The others, now impressed by Benigno's arguments and not wanting to run any unnecessary risk, ignored the Frenchman. But Zapatro raised the objection, 'We would still have to get him out of the house and, as you said yourself just now, there is always the possibility that the police might come upon us while we are at it, or of some nosy parker of a patrolman wanting to know what we were up to.'

Benigno shrugged. 'The cases are entirely different. In the first we should be caught with a corpse on our hands, in the second only a live man that we had trussed up; so we could not be charged with murder.'

'Our friend Benigno is right,' said Jovellenos. 'From the beginning I have been all in favour 'of leaving this dangerous business to Senor Ferrer's judgment.'

Sanchez gave a grudging assent. 'I'd have liked to slit his throat. But you are the cleverest among us, brother; so let it be as you say.'

The others nodded agreement, except for Gerault, who continued to clamour nasally for the prisoner's death. Instead of listening to him they began to discuss ways and means of getting the Count out to the mill.

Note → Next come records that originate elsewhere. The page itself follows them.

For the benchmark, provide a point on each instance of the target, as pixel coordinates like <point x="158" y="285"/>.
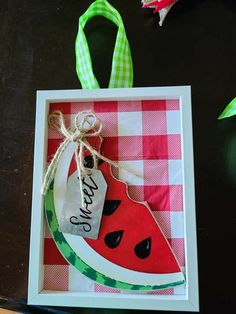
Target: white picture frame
<point x="36" y="294"/>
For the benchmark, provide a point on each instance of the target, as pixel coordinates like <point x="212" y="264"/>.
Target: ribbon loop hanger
<point x="122" y="66"/>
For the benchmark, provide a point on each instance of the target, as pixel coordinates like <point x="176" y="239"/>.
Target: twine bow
<point x="86" y="125"/>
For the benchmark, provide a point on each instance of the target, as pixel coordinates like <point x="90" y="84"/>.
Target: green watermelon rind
<point x="72" y="258"/>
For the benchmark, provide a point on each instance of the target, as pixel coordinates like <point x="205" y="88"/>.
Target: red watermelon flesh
<point x="129" y="235"/>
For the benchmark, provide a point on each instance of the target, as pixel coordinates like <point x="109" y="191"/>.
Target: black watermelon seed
<point x="143" y="248"/>
<point x="113" y="239"/>
<point x="110" y="206"/>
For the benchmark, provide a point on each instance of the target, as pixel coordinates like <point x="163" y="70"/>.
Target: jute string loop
<point x="86" y="125"/>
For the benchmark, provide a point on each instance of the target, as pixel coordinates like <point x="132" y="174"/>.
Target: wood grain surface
<point x="195" y="46"/>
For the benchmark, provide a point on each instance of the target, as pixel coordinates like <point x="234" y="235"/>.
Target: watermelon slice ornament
<point x="131" y="252"/>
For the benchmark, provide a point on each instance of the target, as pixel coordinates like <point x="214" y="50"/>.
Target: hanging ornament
<point x="161" y="6"/>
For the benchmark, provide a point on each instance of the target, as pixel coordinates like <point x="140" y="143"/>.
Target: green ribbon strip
<point x="229" y="111"/>
<point x="122" y="66"/>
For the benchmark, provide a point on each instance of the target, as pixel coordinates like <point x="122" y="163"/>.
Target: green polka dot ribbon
<point x="122" y="66"/>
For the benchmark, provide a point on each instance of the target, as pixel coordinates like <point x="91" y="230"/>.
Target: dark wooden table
<point x="195" y="46"/>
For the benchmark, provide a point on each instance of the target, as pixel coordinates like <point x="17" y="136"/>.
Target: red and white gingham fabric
<point x="146" y="136"/>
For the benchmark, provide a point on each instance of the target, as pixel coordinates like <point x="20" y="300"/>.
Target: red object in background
<point x="159" y="5"/>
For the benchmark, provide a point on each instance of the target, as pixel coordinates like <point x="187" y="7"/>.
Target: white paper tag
<point x="85" y="221"/>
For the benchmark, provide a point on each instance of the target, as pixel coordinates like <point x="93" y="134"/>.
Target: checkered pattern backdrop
<point x="146" y="136"/>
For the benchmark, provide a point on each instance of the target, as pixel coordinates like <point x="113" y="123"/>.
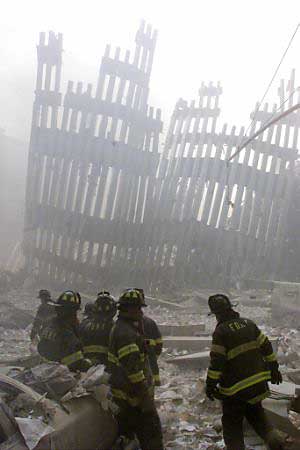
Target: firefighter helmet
<point x="69" y="300"/>
<point x="44" y="294"/>
<point x="219" y="303"/>
<point x="132" y="297"/>
<point x="105" y="304"/>
<point x="89" y="309"/>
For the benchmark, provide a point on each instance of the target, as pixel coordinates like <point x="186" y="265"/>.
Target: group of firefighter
<point x="118" y="335"/>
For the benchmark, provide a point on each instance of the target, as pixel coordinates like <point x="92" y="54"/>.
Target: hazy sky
<point x="238" y="42"/>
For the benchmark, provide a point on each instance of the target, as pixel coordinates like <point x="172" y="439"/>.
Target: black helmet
<point x="44" y="294"/>
<point x="89" y="309"/>
<point x="132" y="297"/>
<point x="69" y="300"/>
<point x="105" y="304"/>
<point x="219" y="303"/>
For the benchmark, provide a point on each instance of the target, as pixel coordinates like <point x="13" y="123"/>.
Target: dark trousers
<point x="145" y="426"/>
<point x="234" y="412"/>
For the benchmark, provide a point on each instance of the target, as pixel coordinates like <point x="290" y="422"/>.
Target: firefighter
<point x="131" y="379"/>
<point x="94" y="330"/>
<point x="242" y="362"/>
<point x="154" y="342"/>
<point x="89" y="310"/>
<point x="60" y="338"/>
<point x="44" y="314"/>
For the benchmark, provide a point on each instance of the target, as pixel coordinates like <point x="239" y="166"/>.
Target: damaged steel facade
<point x="102" y="202"/>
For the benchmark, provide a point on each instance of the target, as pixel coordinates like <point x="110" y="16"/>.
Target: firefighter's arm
<point x="269" y="356"/>
<point x="158" y="341"/>
<point x="217" y="361"/>
<point x="130" y="358"/>
<point x="35" y="327"/>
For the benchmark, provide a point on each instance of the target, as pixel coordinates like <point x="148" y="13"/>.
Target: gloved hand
<point x="212" y="392"/>
<point x="276" y="377"/>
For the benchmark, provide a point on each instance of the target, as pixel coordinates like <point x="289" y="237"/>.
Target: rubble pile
<point x="189" y="419"/>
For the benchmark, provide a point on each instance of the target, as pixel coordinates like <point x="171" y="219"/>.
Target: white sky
<point x="238" y="42"/>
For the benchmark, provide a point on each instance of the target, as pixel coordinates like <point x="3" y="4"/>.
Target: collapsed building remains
<point x="103" y="202"/>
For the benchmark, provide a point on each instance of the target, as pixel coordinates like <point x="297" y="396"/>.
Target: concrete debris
<point x="33" y="430"/>
<point x="182" y="330"/>
<point x="189" y="420"/>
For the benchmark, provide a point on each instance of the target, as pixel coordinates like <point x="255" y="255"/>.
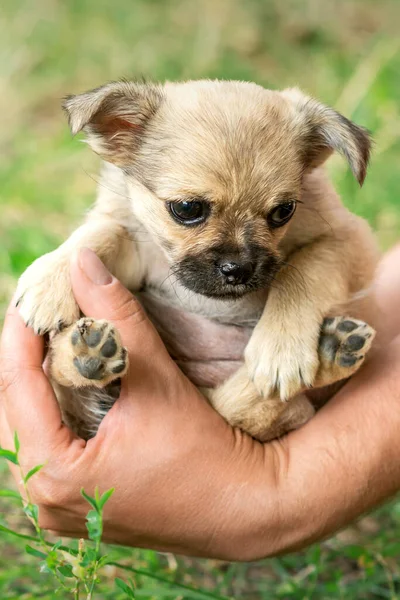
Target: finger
<point x="102" y="296"/>
<point x="28" y="400"/>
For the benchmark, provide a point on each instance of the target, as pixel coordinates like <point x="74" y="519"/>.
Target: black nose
<point x="235" y="273"/>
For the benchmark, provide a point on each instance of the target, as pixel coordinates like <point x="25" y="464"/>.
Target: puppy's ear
<point x="324" y="130"/>
<point x="114" y="117"/>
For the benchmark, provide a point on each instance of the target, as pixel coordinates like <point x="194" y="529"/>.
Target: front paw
<point x="44" y="294"/>
<point x="283" y="363"/>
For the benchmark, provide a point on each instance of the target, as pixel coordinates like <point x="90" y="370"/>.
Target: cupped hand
<point x="176" y="466"/>
<point x="184" y="480"/>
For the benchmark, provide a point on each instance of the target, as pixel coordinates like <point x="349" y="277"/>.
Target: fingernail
<point x="93" y="268"/>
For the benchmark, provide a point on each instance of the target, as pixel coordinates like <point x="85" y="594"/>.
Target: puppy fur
<point x="243" y="151"/>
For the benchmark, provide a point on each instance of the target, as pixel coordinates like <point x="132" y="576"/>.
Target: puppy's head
<point x="215" y="169"/>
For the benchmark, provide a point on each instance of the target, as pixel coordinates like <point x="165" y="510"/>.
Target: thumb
<point x="101" y="296"/>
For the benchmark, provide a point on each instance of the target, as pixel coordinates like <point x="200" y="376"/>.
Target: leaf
<point x="32" y="472"/>
<point x="89" y="558"/>
<point x="105" y="497"/>
<point x="94" y="525"/>
<point x="124" y="587"/>
<point x="9" y="455"/>
<point x="66" y="570"/>
<point x="16" y="442"/>
<point x="16" y="534"/>
<point x="32" y="511"/>
<point x="10" y="494"/>
<point x="89" y="499"/>
<point x="35" y="552"/>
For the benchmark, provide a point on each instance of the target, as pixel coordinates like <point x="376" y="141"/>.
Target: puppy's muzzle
<point x="235" y="272"/>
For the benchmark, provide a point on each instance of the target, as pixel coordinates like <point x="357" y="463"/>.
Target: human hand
<point x="185" y="481"/>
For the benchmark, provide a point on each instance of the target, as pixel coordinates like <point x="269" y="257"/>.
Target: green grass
<point x="347" y="53"/>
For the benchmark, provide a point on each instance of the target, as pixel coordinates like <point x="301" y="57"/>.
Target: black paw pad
<point x="354" y="343"/>
<point x="89" y="367"/>
<point x="75" y="337"/>
<point x="328" y="321"/>
<point x="93" y="337"/>
<point x="348" y="360"/>
<point x="329" y="344"/>
<point x="109" y="347"/>
<point x="347" y="326"/>
<point x="119" y="368"/>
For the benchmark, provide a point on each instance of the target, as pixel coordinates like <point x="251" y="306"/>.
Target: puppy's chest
<point x="206" y="337"/>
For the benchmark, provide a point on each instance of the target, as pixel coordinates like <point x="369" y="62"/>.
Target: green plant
<point x="76" y="570"/>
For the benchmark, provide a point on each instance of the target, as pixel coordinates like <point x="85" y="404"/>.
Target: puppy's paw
<point x="343" y="344"/>
<point x="98" y="356"/>
<point x="283" y="363"/>
<point x="44" y="294"/>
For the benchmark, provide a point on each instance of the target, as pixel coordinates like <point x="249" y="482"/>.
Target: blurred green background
<point x="346" y="53"/>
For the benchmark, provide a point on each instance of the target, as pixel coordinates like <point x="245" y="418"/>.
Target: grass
<point x="346" y="53"/>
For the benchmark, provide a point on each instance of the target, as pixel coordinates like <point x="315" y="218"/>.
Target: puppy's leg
<point x="282" y="353"/>
<point x="44" y="292"/>
<point x="84" y="360"/>
<point x="239" y="402"/>
<point x="343" y="345"/>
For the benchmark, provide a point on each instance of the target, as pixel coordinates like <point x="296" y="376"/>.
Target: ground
<point x="347" y="53"/>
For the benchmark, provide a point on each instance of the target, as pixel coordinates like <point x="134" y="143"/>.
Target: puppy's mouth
<point x="205" y="278"/>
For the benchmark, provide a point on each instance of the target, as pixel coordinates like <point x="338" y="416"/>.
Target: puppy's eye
<point x="282" y="214"/>
<point x="189" y="212"/>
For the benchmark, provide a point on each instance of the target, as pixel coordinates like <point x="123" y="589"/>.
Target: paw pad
<point x="345" y="341"/>
<point x="98" y="350"/>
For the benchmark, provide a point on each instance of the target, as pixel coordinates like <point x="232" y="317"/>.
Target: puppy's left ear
<point x="323" y="130"/>
<point x="115" y="117"/>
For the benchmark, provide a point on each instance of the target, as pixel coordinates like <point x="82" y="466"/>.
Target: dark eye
<point x="281" y="214"/>
<point x="189" y="212"/>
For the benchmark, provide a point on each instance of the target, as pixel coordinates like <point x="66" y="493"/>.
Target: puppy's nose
<point x="234" y="272"/>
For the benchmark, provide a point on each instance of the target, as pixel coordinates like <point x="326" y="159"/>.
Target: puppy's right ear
<point x="114" y="117"/>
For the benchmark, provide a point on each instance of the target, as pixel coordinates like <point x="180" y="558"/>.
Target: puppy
<point x="213" y="202"/>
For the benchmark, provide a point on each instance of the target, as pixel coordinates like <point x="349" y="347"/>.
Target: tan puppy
<point x="212" y="201"/>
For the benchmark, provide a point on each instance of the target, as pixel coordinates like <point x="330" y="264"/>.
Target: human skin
<point x="185" y="481"/>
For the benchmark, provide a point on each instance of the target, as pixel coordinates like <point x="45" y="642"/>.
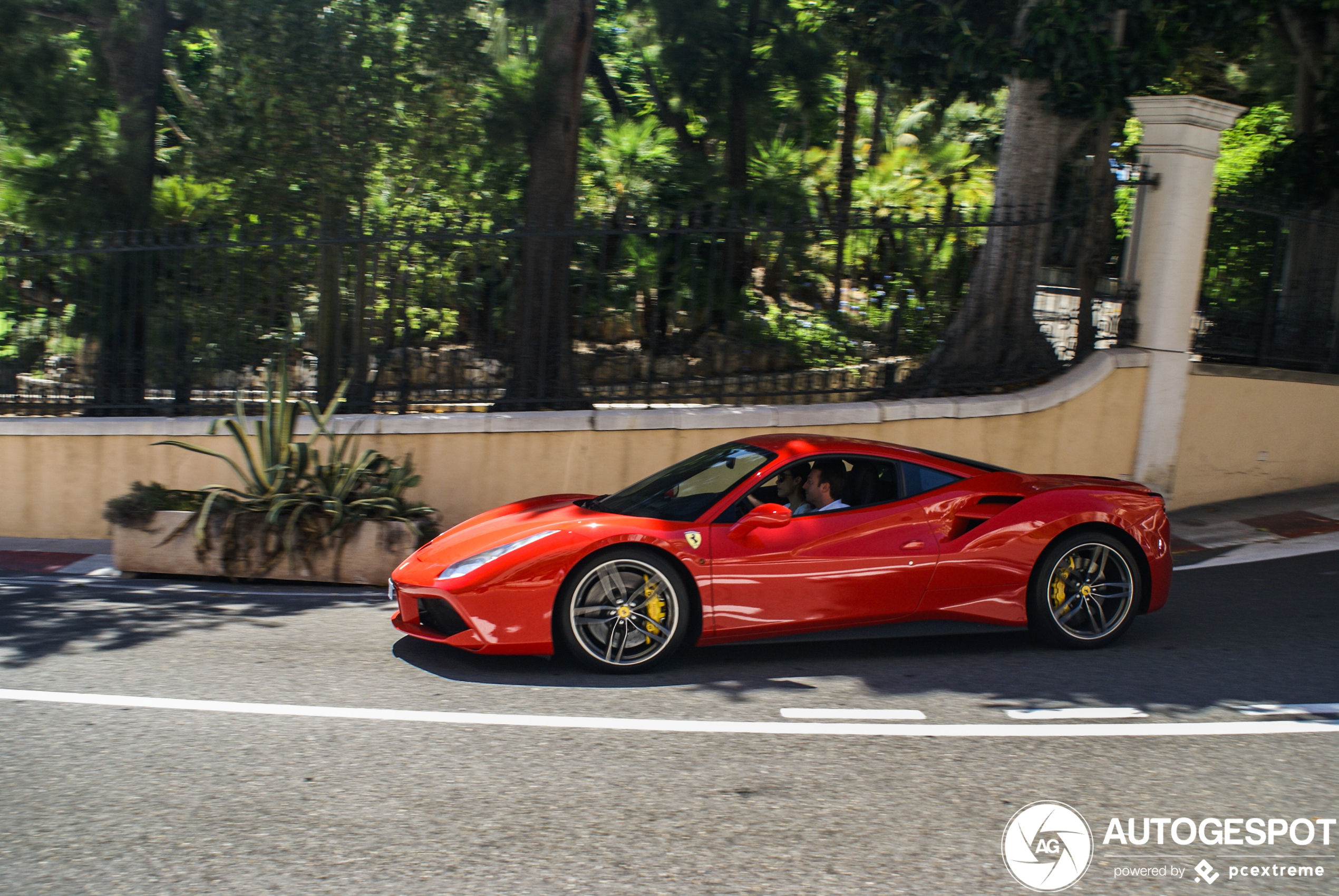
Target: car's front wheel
<point x="624" y="611"/>
<point x="1085" y="591"/>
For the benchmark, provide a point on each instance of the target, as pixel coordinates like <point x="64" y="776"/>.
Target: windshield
<point x="687" y="489"/>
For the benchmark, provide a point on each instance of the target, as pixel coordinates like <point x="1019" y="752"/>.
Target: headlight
<point x="470" y="564"/>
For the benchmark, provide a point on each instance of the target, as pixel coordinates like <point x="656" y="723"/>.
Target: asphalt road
<point x="109" y="800"/>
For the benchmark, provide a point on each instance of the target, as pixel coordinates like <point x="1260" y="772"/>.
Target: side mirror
<point x="766" y="516"/>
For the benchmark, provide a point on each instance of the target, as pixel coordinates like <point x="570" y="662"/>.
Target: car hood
<point x="505" y="524"/>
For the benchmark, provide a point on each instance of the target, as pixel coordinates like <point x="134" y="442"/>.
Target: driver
<point x="790" y="489"/>
<point x="825" y="484"/>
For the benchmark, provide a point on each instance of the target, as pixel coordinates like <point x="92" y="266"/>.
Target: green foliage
<point x="310" y="489"/>
<point x="137" y="508"/>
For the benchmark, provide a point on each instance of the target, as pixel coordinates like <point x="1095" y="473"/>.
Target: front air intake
<point x="440" y="615"/>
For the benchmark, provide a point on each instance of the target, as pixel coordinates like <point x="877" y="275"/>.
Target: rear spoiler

With his nerves as taut as piano wires de Quesnoy had listened to every word of the heated argument on how, with the least risk, to terminate his earthly existence. Now, he could at least breathe again. Even this respite of an hour or two might provide him with some chance to escape from the clutches of his enemies. Yet he was not even remotely sanguine. It seemed certain that he could not expect Ferrer to aid him in any way, and the others, with the possible exception of Jovellenos, were set upon his death. Their only concern was to avoid committing any act which might later be cited to show that they had taken a hand in murdering him. Benigno's caution had resulted in a very temporary postponement of sentence, but it could not be counted as more than that.

It was Dolores who suggested rolling the Count up in a carpet, and Benigno who improved upon this ruse for camouflaging his being got out of the house by the idea of also loading on to the cart some chairs and packing cases; so that passers-by should get the impression that they were engaged in moving some odds and ends of furniture.

Sanchez went off to get the horse and cart from a mews a little way down the street. Schmidt produced a somewhat grubby handkerchief and gagged de Quesnoy with it, while the others pushed back the furniture. When the Count was hauled to his feet he made no attempt to struggle. He knew that to do so would be futile, and he was still weak and in great pain. He could only hope that the ride in the cart would be a long one; so that by the time they reached the mill he would have got enough strength back to stand some chance in a bid to regain his freedom.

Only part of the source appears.